Valoriser les cultures
Le projet s’appuie sur des légumineuses à graines, notamment pois jaunes, féveroles ou lentilles. Des cultures longtemps mises de côté. « Tombées en désuétude dans les années 1990, ces cultures reviennent aujourd’hui. Mais pour qu’elles s’installent durablement, il faut construire des filières de valorisation à valeur ajoutée », a expliqué Alexis Duval. Ces plantes présentent, selon lui, plusieurs atouts : « Elles ont un véritable intérêt agronomique et environnemental, mais aussi une valeur nutritionnelle importante, notamment en protéines ».
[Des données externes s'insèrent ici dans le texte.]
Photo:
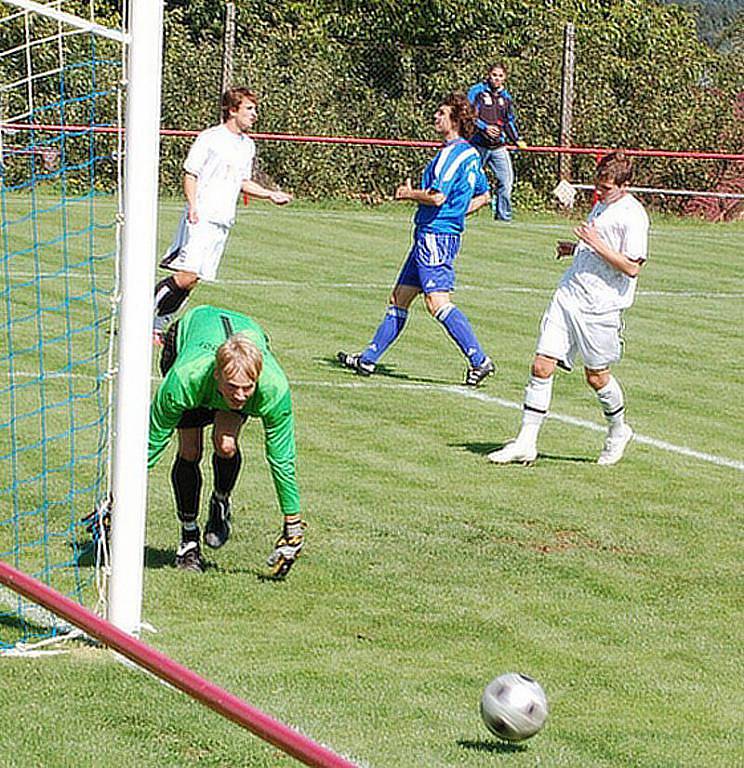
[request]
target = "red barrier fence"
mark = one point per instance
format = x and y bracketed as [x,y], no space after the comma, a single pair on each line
[389,142]
[221,701]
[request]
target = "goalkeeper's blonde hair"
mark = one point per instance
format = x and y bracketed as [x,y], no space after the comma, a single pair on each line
[241,353]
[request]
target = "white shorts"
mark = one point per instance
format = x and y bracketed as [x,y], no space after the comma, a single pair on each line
[565,330]
[196,248]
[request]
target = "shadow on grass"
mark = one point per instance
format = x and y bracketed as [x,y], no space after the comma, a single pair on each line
[491,746]
[384,371]
[483,449]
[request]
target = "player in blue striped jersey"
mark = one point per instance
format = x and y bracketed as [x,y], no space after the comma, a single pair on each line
[453,185]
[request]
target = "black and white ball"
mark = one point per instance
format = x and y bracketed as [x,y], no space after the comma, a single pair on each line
[514,707]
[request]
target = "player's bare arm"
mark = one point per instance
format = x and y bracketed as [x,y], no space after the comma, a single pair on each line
[406,191]
[189,190]
[588,234]
[564,249]
[276,196]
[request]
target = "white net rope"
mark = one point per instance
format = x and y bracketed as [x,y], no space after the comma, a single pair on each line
[61,74]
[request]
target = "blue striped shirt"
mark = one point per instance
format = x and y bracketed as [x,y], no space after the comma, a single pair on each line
[456,172]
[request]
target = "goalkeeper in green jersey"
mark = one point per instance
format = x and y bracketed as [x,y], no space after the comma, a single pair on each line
[218,369]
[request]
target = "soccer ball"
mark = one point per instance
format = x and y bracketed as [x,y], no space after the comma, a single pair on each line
[514,707]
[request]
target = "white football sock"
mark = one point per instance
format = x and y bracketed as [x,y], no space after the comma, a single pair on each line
[537,395]
[613,405]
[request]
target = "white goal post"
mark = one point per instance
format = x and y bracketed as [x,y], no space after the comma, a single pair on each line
[139,244]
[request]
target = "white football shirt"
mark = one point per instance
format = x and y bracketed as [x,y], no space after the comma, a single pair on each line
[598,286]
[221,160]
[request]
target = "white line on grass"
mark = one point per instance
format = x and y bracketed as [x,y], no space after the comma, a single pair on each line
[475,394]
[270,282]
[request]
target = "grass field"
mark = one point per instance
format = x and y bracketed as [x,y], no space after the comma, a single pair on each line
[428,571]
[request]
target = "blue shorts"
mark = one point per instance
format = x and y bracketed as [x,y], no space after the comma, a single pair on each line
[430,265]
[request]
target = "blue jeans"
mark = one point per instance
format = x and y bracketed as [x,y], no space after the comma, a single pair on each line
[499,162]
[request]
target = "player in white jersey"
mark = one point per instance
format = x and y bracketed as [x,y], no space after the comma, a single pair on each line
[585,314]
[217,169]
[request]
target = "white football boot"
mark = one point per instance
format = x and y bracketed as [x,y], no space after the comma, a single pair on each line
[614,447]
[514,453]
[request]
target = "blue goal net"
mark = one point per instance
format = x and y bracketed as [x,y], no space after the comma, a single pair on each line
[60,106]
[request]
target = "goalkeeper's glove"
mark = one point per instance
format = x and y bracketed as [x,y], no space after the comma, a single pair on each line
[287,549]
Dans un contexte de dépendance aux importations, la question devient stratégique. « Aujourd’hui, l’Europe importe environ deux tiers des protéines qu’elle consomme, souvent sous forme de soja venant du Brésil, des États-Unis ou d’Ukraine. Il y a donc un enjeu à développer des solutions sur notre territoire », a-t-il souligné.
Une technologie de transformation vertueuse
Sur le plan industriel, le site de Baule repose sur une technologie dite « par voie sèche ». Elle permet de séparer les différents composants de la graine, protéines, amidon et fibres, sans recours à l’eau, aux solvants ou à des additifs chimiques. La séparation s’effectue par flux d’air. Ce procédé permet de limiter les consommations de ressources par rapport aux méthodes classiques.
Deux principales filières de valorisation sont développées : la production de protéines végétales destinées à l’alimentation humaine et animale, et la transformation de l’amidon en alcool neutre bas-carbone, utilisé notamment dans les secteurs des spiritueux et de la cosmétique.
Un changement de modèle
Présent lors de la visite, le président de la Région Centre-Val de Loire, François Bonneau, a replacé le projet dans une évolution plus large du modèle agricole et industriel. « Notre région a un ADN industriel fort, avec un poids de l’emploi industriel supérieur à la moyenne nationale. En revanche, nous avons historiquement moins développé la transformation agroalimentaire que d’autres territoires », a-t-il rappelé. Un modèle qui évolue aujourd’hui : « Pendant longtemps, la qualité de nos productions permettait de trouver des débouchés à l’international. Mais tout miser sur l’international n’est plus forcément la solution. Transformer sur place permet de mieux valoriser les productions et le travail des agriculteurs ».
Le président de Région a également évoqué les enjeux de dépendance : « Une trop forte exposition aux marchés mondiaux peut fragiliser les territoires et les priver d’une partie de la valeur ».
Un projet attendu localement
Sur le territoire, le projet a fait l’objet d’un accompagnement de longue haleine. « Nous nous sommes battus. Cela a été long et parfois difficile, mais aujourd’hui nous sommes fiers du résultat », a souligné la sénatrice du Loiret, Pauline Martin, également ancienne maire de Meung-sur-Loire. Le site compte aujourd’hui environ 65 salariés. D’autres recrutements pourraient intervenir à mesure de la montée en puissance de l’activité.
À quelques semaines de sa mise en service, annoncée pour la mi-avril, l’usine de Baule reste encore en phase de finalisation. Elle doit, à terme, constituer un outil industriel pour accompagner le développement d’une filière locale.